- Genre: Historical period drama
- Created by: Steven Zaillian
- Based on: Montezuma by Dalton Trumbo
- Written by: Steven Zaillian;
- Directed by: Ciro Guerra; Cristina Gallego;
- Starring: Javier Bardem;
- Country of origin: United States
- Original language: English

Production
- Executive producers: Steven Zaillian; Grant Hill; Darryl Frank; Justin Falvey; Javier Bardem; Gael García Bernal; Diego Luna;
- Production company: Amblin Television;

Original release
- Network: Amazon Prime Video

Related
- Hernán

= Cortes (miniseries) =

Planned but canceled American miniseries

Cortés was a never-completed American historical drama streaming television miniseries created and written by Steven Zaillian and starring Javier Bardem. The series was set to premiere on Amazon Prime Video, but filming was cancelled in early 2020, after only two weeks, due to the COVID-19 pandemic.

==Premise==
The four-episode series was to follow "the legendary conqueror, Hernán Cortés, who led a rebellious expedition to the heart of King Moctezuma II’s Aztec Empire, connecting two civilizations for the first time and changing the course of history."

==Cast and characters==
- Javier Bardem as Hernán Cortés
- Tenoch Huerta as Moctezuma II
- Yoshira Escárrega as Malintzin / Marina
- Gregory Zaragoza as Tlenamacac

==Production==
===Development===
In 1965, screenwriter Dalton Trumbo finished a 205-page draft of a screenplay entitled Montezuma, with a story centered around the complicated relationship between Spanish conquistador Hernán Cortés and Aztec leader Moctezuma II. The film was written with intent of having Martin Ritt direct and Kirk Douglas play the role of Cortés. The production ultimately never came together.

In 2014, it was reported that Steven Spielberg was considering directing Montezuma from a screenplay written by Steven Zaillian, based on the original script by Trumbo. It was further reported that the film might be retitled Cortes, as the new screenplay featured him as the main character.

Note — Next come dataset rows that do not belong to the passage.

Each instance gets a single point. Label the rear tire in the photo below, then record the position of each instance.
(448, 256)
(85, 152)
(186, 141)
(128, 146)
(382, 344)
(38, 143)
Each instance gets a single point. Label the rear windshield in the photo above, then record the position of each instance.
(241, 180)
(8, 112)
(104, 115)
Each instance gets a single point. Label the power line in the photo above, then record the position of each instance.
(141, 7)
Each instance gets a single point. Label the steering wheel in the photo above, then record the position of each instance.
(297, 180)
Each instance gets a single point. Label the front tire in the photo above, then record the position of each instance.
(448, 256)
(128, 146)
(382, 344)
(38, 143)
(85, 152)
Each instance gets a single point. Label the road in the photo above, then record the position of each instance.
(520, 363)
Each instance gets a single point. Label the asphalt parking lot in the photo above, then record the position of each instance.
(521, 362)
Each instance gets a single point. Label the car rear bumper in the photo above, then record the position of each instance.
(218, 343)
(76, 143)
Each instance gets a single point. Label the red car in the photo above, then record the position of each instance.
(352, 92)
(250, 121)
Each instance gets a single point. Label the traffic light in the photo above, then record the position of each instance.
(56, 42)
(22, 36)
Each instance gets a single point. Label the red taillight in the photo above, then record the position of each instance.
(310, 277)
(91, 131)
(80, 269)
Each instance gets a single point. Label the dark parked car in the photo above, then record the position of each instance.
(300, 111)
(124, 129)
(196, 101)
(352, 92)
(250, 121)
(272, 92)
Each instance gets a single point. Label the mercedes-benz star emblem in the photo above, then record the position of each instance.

On March 26, 2018, it was announced that the project had been redeveloped into a television miniseries and that Amazon had given it an order for four episodes. Javier Bardem, initially attached to the project as a feature film, was cast in the lead role of Hernán Cortés. The series was created and written by Steven Zaillian, who was also set to executive produce alongside Spielberg, Darryl Frank, Justin Falvey, and Bardem. On October 3, 2019, it was reported that Ciro Guerra and Cristina Gallegos would direct the miniseries, while Gael García Bernal and Diego Luna would executive produce.

===Casting===
In February 2020, it was announced that Tenoch Huerta would play Moctezuma II, Aztec Emperor, with Yoshira Escárrega in the role of Malintzin or Marina, the strategic partner, translator and consort of Hernán Cortés. Ammar Aldieri was cast as Tapeia.

===Production===
The miniseries was two weeks into filming in Mexico City in March 2020, when production was suspended due to the COVID-19 pandemic. It was being filmed in Spanish, Nahuatl and Chontal Mayan, from scripts translated by David Bowles. In September 2020, Amazon withdrew from its partnership with Amblin on the miniseries, scrapping the project, due to complications from the still-ongoing pandemic.